"THERE ARE IDIOTS. Look around." So begins an old essay by White House economic advisor Larry Summers, challenging the theory of rational markets.
Markets do crazy things. Economies do funny things. People do stupid things. The majority of investors learned this the hard way over the past two years.
A few others, however, saw it all coming, and made ungodly fortunes as global economies erupted from stupidity overload. Here are seven of them.

Some investors avoided disaster in the recession. Image source: Getty Images.
Andrew Lahde
Few have ever heard of Andrew Lahde. Those who have mostly know him for a letter he wrote to his hedge fund investors last fall, colorfully describing why he was quitting after making 870% in 2007 (and probably a good deal more in 2008) by shorting the subprime market. In Lahde's own words:
I will no longer manage money for other people or institutions. I have enough of my own wealth to manage ... I will let others try to amass nine, ten or eleven figure net worths. Meanwhile, their lives suck. Appointments back to back, booked solid for the next three months, they look forward to their two week vacation in January during which they will likely be glued to their Blackberries or other such devices. What is the point? They will all be forgotten in fifty years anyway. Steve Balmer, Steven Cohen, and Larry Ellison will all be forgotten. I do not understand the legacy thing. Nearly everyone will be forgotten. Give up on leaving your mark. Throw the Blackberry away and enjoy life.
So this is it. With all due respect, I am dropping out. Please do not expect any type of reply to emails or voice mails within normal time frames or at all.
Amen, brother.
Roy Niederhoffer
Sibling rivalry! Roy's brother, Victor Niederhoffer, is well know for relying on mathematical models to amass insane amounts of risk when times are good, then becoming bewildered when his hedge funds blow up at the slightest blip of anything outside the wisdom his models foretold.
Little brother Roy's hedge fund took the seemingly opposite approach, scoring a gain of 54% in his short-biased fund, and 19% in a long-biased fund, during 2008.
Don't expect victory dances anytime soon. According to The New York Times, he's literally banned fist-pumping in the office in an attempt to preserve humility.
Hank Paulson
When the former Goldman Sachs (NYSE:GS) CEO became Treasury Secretary in 2006, Paulson had to sell his $500 million stake in the Wall Street bank to avoid a conflict of interest. (Tell that to the conspiracy theorists.)
As the law permits for these situations, Paulson didn't have to pay one single penny in capital gains tax on those sales.
In mid-2006, Goldman shares sold for about $160. By late 2008, shares traded hands at $47. They've since rebounded to the same $160 level, but we'll go out on a limb: Quitting while he was ahead and shaking hands with the government was one of the best investments Paulson ever made.
James Simons
Simons' hedge fund, Renaissance Technologies, employs an army of computers to exploit market inefficiencies. When markets went totally nuts last year, the computers jumped in and did their work. Renaissance's main fund, Medallion, was up 80% in 2008, or almost 160% before fees. Simons pulled down a cool $2.5 billion for himself. The computers got no bonuses.
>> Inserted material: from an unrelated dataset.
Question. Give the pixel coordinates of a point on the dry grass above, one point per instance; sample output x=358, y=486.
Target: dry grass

Despite the uproar surrounding computerized trading, Simons insists he isn't responsible for wrecking shop. Testifying before Congress last fall, he claimed "In my opinion, the most culpable [are] the rating agencies, which allowed sows' ears to be sold as silk purses."
John Paulson
Probably the most famous of the hedge-fund managers who got it right, Paulson made himself $3.7 billion in 2007, and another $2 billion in 2008, by correctly betting financial markets would go boom. That's more than $5,400 per minute, every minute, for two years straight.
These days, Paulson's done a complete 180: His fund has amassed a massive $2.2 billion stake in Bank of America (NYSE:BAC), as well as smaller stakes in JPMorgan Chase (NYSE:JPM), Goldman Sachs, and Capital One (NYSE:COF).
Meredith Whitney
Before 2007, the chief things most people knew about Meredith Whitney were that she was married to a professional wrestler, and that she didn't look like most Wall Street analysts. (We'll leave it at that.)
Then she was one of the first to warn of Citigroup's (NYSE:C) looming problems. Her CNBC appearances went full-throttle, and people began to listen.
In fact, they listened so much that Whitney quit her post at Oppenheimer and started her own firm, Meredith Whitney Advisory Group, earlier this year.
Two weeks ago, Whitney announced that her firm had acquired the broker-dealer Seegal Benson Leucadia Securities, and would change the name to ... Meredith Whitney Securities. How humble. It's funny what kind of fame one or two good calls can bring.
Nouriel Roubini
I can't prove Roubini -- NYU professor and early predictor that Fannie Mae (NYSE:FNM) and Freddie Mac (NYSE:FRE) could croak -- has made any meaningful money from the collapse. Common sense tells you that his speaking fees have gone through the roof, but I can't prove it.
But seriously, check out these pictures of Roubini just killing it. Fear sells in more ways than one, my friends.